It just goes to show that any publicity has its good and bad sides. Amazing to think that Akins in the No 1 best seller in the UK.
From the
Times, 14 August
Potter is toppled by Atkins bestseller
By Jack Malvern, Arts Reporter
HE HAS defeated dementors and basilisks, but Harry Potter has been toppled from the top of the book charts by the American dietician Robert Atkins.
After seven weeks at the top of the bestseller list, thanks to a record 2.8 million sales, the children’s edition of Harry Potter was beaten by Dr Atkins’s Diet Revolution after a surge of publicity.

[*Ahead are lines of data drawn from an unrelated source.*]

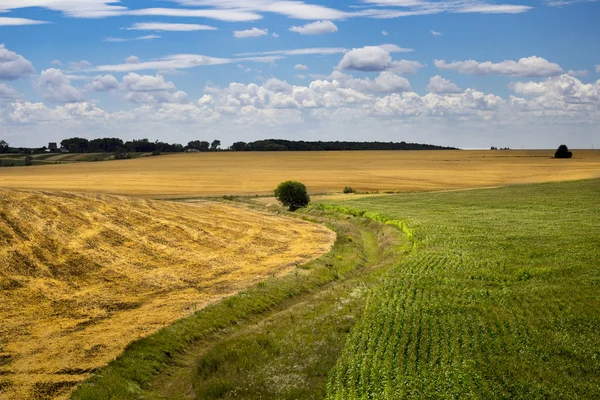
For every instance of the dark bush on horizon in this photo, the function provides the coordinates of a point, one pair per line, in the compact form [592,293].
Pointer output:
[563,152]
[292,195]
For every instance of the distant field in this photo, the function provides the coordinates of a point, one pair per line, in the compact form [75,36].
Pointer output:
[498,299]
[81,276]
[216,174]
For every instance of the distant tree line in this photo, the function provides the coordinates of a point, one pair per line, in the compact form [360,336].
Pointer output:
[288,145]
[122,148]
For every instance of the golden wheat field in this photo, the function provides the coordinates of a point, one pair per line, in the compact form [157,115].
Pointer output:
[214,174]
[83,275]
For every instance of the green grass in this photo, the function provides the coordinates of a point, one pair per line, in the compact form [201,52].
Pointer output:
[278,339]
[499,299]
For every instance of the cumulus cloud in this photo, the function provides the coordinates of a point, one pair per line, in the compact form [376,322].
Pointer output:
[78,65]
[338,103]
[54,86]
[375,58]
[582,72]
[8,93]
[254,32]
[132,60]
[439,85]
[315,28]
[13,66]
[169,27]
[525,67]
[567,88]
[102,83]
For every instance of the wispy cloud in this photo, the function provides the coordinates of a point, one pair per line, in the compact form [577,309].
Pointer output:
[117,40]
[9,21]
[179,61]
[163,26]
[254,32]
[315,28]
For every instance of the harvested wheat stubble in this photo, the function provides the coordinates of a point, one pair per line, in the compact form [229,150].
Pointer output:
[244,173]
[81,276]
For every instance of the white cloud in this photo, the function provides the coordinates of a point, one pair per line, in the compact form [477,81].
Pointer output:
[132,60]
[494,9]
[13,66]
[296,52]
[254,32]
[102,83]
[392,48]
[169,27]
[561,3]
[567,88]
[525,67]
[146,83]
[243,10]
[338,108]
[386,82]
[56,87]
[9,21]
[315,28]
[227,15]
[175,62]
[439,85]
[78,65]
[118,40]
[375,58]
[293,9]
[408,8]
[148,89]
[582,72]
[73,8]
[8,93]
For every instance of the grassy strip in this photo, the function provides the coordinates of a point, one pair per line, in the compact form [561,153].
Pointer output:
[288,354]
[499,301]
[127,376]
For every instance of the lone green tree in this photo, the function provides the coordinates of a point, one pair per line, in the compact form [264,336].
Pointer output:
[292,195]
[563,152]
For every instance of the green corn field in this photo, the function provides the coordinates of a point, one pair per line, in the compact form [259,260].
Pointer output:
[499,298]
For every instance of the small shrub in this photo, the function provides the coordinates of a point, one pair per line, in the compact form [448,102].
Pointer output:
[292,195]
[563,152]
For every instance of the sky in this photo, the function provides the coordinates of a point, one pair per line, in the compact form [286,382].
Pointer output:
[465,73]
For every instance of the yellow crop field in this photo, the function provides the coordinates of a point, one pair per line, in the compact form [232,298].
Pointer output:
[83,275]
[208,174]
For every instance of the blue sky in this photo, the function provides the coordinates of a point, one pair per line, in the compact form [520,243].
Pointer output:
[469,73]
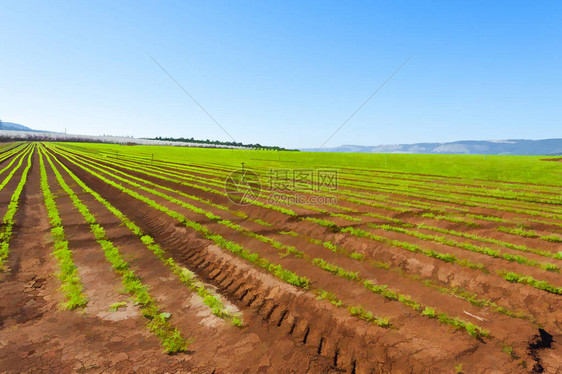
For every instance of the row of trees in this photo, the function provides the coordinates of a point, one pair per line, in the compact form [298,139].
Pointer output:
[219,143]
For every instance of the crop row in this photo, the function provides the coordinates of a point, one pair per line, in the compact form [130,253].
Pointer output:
[187,277]
[396,243]
[159,323]
[291,250]
[71,285]
[8,219]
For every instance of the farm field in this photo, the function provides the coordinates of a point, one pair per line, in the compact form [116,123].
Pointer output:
[141,259]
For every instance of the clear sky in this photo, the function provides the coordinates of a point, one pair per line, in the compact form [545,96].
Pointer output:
[286,72]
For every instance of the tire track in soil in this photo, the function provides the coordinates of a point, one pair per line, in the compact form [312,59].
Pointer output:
[159,227]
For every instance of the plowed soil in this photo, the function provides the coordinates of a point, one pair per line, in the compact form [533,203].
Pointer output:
[286,329]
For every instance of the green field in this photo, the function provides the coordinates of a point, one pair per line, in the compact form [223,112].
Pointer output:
[524,169]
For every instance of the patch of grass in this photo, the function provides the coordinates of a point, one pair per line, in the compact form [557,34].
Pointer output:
[115,306]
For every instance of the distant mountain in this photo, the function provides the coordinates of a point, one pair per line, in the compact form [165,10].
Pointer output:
[15,127]
[465,147]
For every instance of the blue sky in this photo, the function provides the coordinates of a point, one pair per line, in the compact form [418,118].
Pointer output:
[285,73]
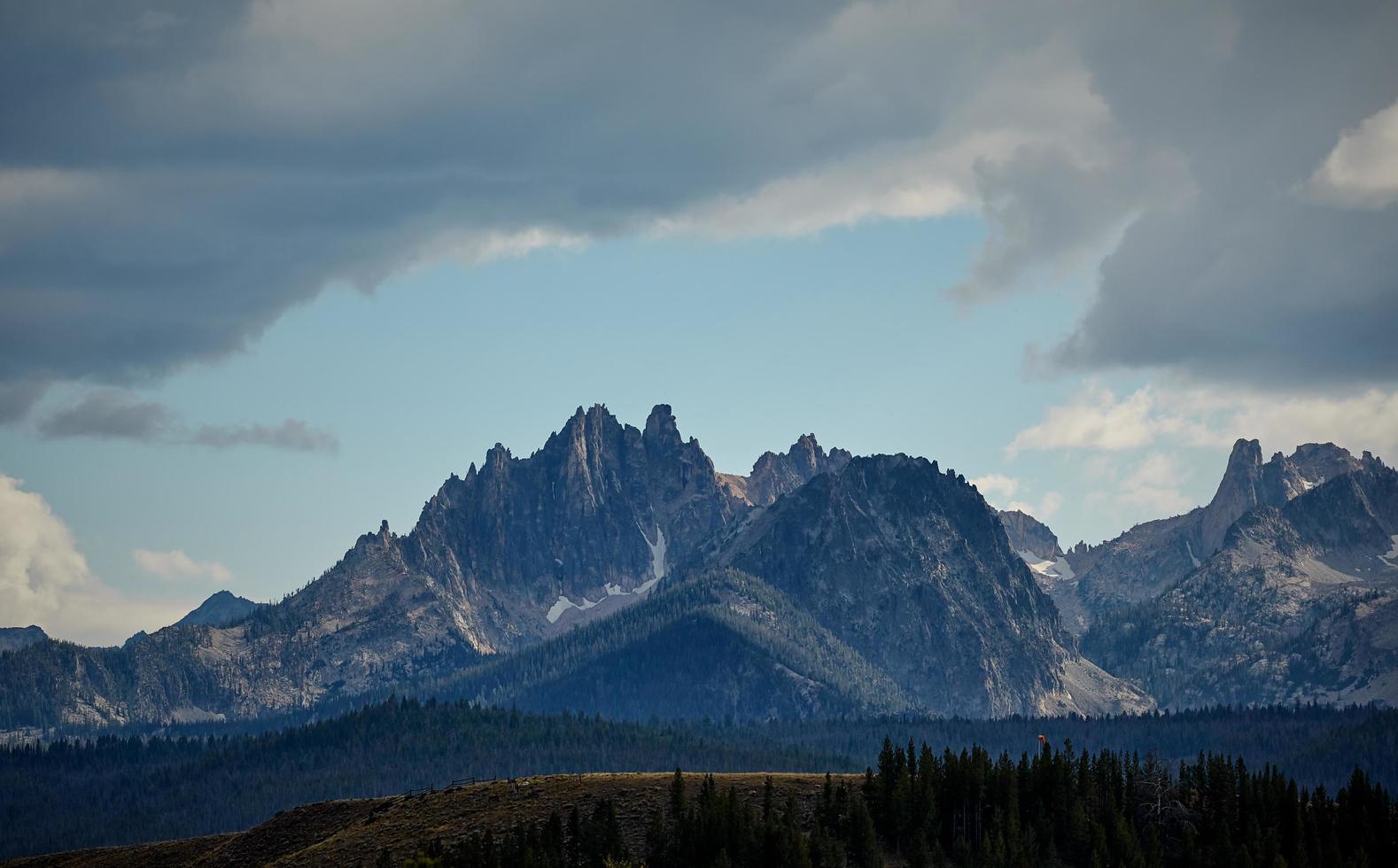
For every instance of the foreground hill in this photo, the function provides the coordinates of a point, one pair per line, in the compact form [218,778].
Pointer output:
[355,832]
[919,808]
[186,783]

The Atkins diet, favoured by celebrities from Catherine Zeta-Jones to Renée Zellweger, is the most popular diet regime despite allegations that it is based on “pseudoscience” and could be a danger to health. Nutritionists said yesterday that followers of the diet, which allows them to eat unrestricted amounts of fatty foods, such as bacon and eggs, were facing unknown health risks.
The figures released yesterday by Nielsen EDI, however, showed that 595,000 people had bought the book in its current edition. The diet plan, first published in 1972, is the most popular ever created, with total sales estimated at more than ten million.
Dr Atkins’s publishers, Vermillion, said that two recent articles in The New England Journal of Medicine and a BBC documentary showing the effects of the diet had boosted sales of the book by up to 75 per cent.
Book experts said, however, that Harry Potter and the Order of the Phoenix had set the benchmark for bestsellers. The combined figure for the children’s and adults’ versions is 3.1 million, a record for a single edition of a book. It also set the record for first-day sales, with 1.7 million.
Nicholas Clee, editor of Bookseller magazine, said that seven weeks at No 1 was exceptional for a book, but by no means a record.
Bill Bryson’s Notes From a Small Island was at No 1 for 67 weeks. Jung Chang’s Wild Swans was top for 55 weeks.